Posted on 12/16/2002 3:05:57 PM PST by Asmodeus
The leaders of some of Germany's biggest companies believe their country faces its worst crisis since the war amid deep scepticism about the ability of the government to solve Germany's problems.
Their anger comes as the government of chancellor Gerhard Schröder this week prepares to unveil a unitary 25 per cent savings tax and an amnesty to encourage the repatriation of undeclared savings abroad.
Business leaders, surveyed by the Financial Times and FT Deutschland, its sister paper, fear that rises in taxation and non-wage labour costs imposed by Mr Schröder since his re-election in September will stifle already weak growth.
"Along with the majority of German citizens, I am shocked by the present conceptionless government," said Herbert Hainer, chairman of the Adidas sportswear group.
"Even with the best of intentions, one cannot identify any strategy in the government's plans which could make our country fit for the challenges of the future. Nobody has a clue in this overall chaos."
The business chiefs are also angry about constant changes in tax policy and the government's inability to tackle long-standing structural problems, such as a rule-bound labour market, overstretched pensions scheme and a healthcare system nearing financial collapse.
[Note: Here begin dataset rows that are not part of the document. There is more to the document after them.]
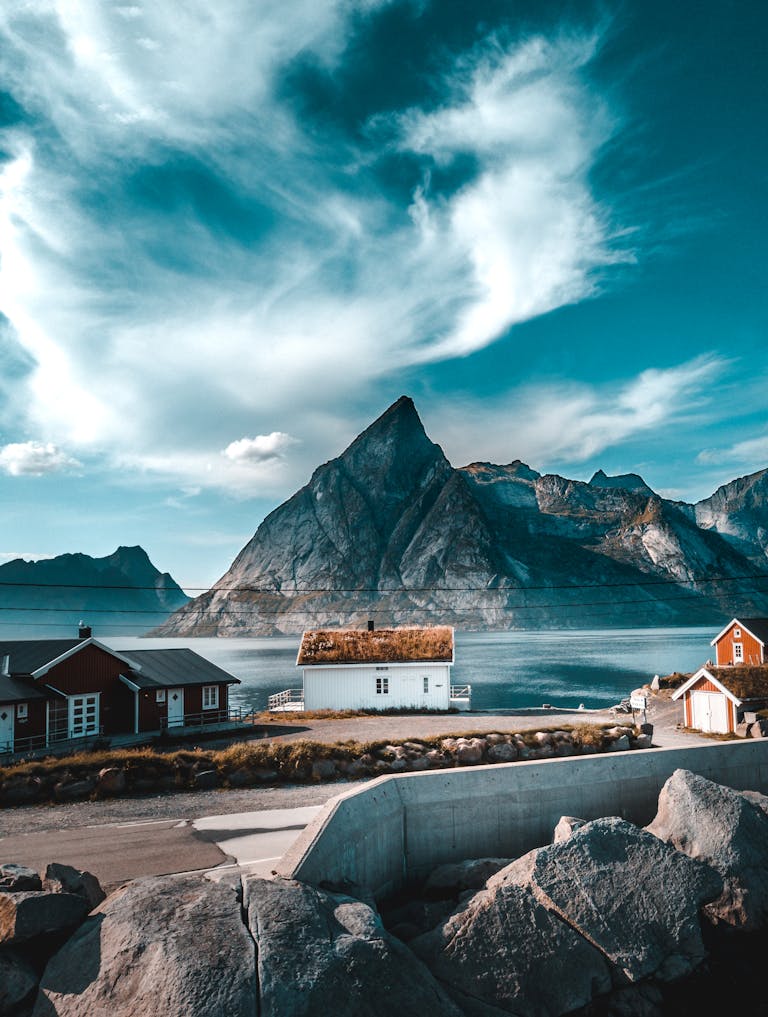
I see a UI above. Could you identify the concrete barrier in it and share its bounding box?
[278,739,768,898]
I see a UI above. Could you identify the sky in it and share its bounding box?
[0,0,768,591]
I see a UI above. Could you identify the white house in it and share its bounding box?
[270,625,471,710]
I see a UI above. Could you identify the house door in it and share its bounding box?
[68,693,99,738]
[168,689,184,727]
[691,693,728,734]
[0,706,13,753]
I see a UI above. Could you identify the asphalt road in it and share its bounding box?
[0,805,319,890]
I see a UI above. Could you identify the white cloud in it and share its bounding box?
[697,434,768,469]
[430,356,726,469]
[222,431,297,463]
[0,441,80,477]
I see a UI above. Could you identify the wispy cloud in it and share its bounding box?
[0,0,638,493]
[0,441,81,477]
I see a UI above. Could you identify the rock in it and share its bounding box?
[0,861,43,893]
[606,734,632,753]
[53,777,96,801]
[0,947,38,1014]
[456,738,486,766]
[96,766,125,798]
[192,770,219,791]
[0,890,88,943]
[410,870,611,1017]
[488,741,518,763]
[312,760,336,780]
[43,861,107,911]
[245,877,461,1017]
[552,816,587,844]
[423,858,512,897]
[34,876,257,1017]
[648,770,768,931]
[504,819,722,982]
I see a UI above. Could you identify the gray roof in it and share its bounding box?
[0,639,83,674]
[0,674,48,703]
[124,647,240,689]
[739,618,768,646]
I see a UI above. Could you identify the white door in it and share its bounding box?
[168,689,184,727]
[691,693,728,734]
[0,706,13,753]
[69,693,99,738]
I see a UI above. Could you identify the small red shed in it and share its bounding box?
[672,664,768,734]
[711,618,768,667]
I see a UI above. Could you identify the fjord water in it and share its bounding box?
[115,627,714,710]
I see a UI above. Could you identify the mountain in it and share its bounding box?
[157,397,768,636]
[0,547,189,639]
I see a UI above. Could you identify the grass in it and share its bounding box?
[298,625,454,664]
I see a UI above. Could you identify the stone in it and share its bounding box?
[53,777,96,801]
[34,875,257,1017]
[504,818,722,982]
[0,947,38,1014]
[312,760,336,780]
[410,870,611,1017]
[648,770,768,931]
[0,861,43,893]
[96,766,125,798]
[423,858,512,897]
[244,877,461,1017]
[552,816,587,844]
[192,770,219,791]
[0,890,88,944]
[43,861,107,911]
[488,741,518,763]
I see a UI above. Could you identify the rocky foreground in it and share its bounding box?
[0,770,768,1017]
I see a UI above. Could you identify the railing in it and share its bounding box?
[451,685,472,699]
[267,689,304,710]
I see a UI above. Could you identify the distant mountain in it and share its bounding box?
[0,547,189,639]
[158,397,768,636]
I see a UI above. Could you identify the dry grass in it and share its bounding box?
[298,625,454,664]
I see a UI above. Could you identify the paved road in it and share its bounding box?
[0,805,319,889]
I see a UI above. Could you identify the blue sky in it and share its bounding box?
[0,0,768,588]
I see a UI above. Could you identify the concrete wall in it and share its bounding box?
[278,739,768,897]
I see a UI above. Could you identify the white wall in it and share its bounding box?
[303,664,451,710]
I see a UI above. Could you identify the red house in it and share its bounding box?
[0,637,239,754]
[711,618,768,667]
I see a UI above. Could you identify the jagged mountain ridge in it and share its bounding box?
[157,397,768,636]
[0,546,189,639]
"Not since the end of the war have conditions been as bad as today," said Alexander von Tippelskirch, head of the IKB Deutsche Industriebank, a business lender.
The problem was also highlighted by Ulrich Schumacher, chief executive of Infineon, who told the Financial Times that the Munich-based semiconductor group would consider moving its headquarters out of the country because German taxation rates, often double those paid by competitors, were placing a dangerous burden on the company.
The results came from a survey of Germany's 100 biggest quoted groups. Respondents included the heads of Bayer and BASF in chemicals, Volkswagen in motors and HVB Group in banking.
The planned savings-tax scheme follows intense wrangling in Mr Schröder's ruling Social Democratic party about ways to plug big gaps in federal and state governments' budgets.
The new moves would come a week after European Union finance ministers failed to agree on a joint approach on taxing savings to curb tax evasion.
A single 25 per cent tax rate on savings would appeal to higher-rate taxpayers who are taxed at source at 30 per cent and then subjected to additional tax at top marginal rates of up to 48.5 per cent.
Differences over tax culminated last week in public clashes between the chancellor and Sigmar Gabriel, the premier of Lower Saxony. Mr Gabriel, a potential successor to Mr Schröder, has demanded the reintroduction of the wealth tax, abolished in 1997, to finance extra education spending.
We have a milder version of the same illness. Will we fix the hole in our roof now, or will we wait until things reach the crisis stage? It is the nature of bureaucracy to do the later.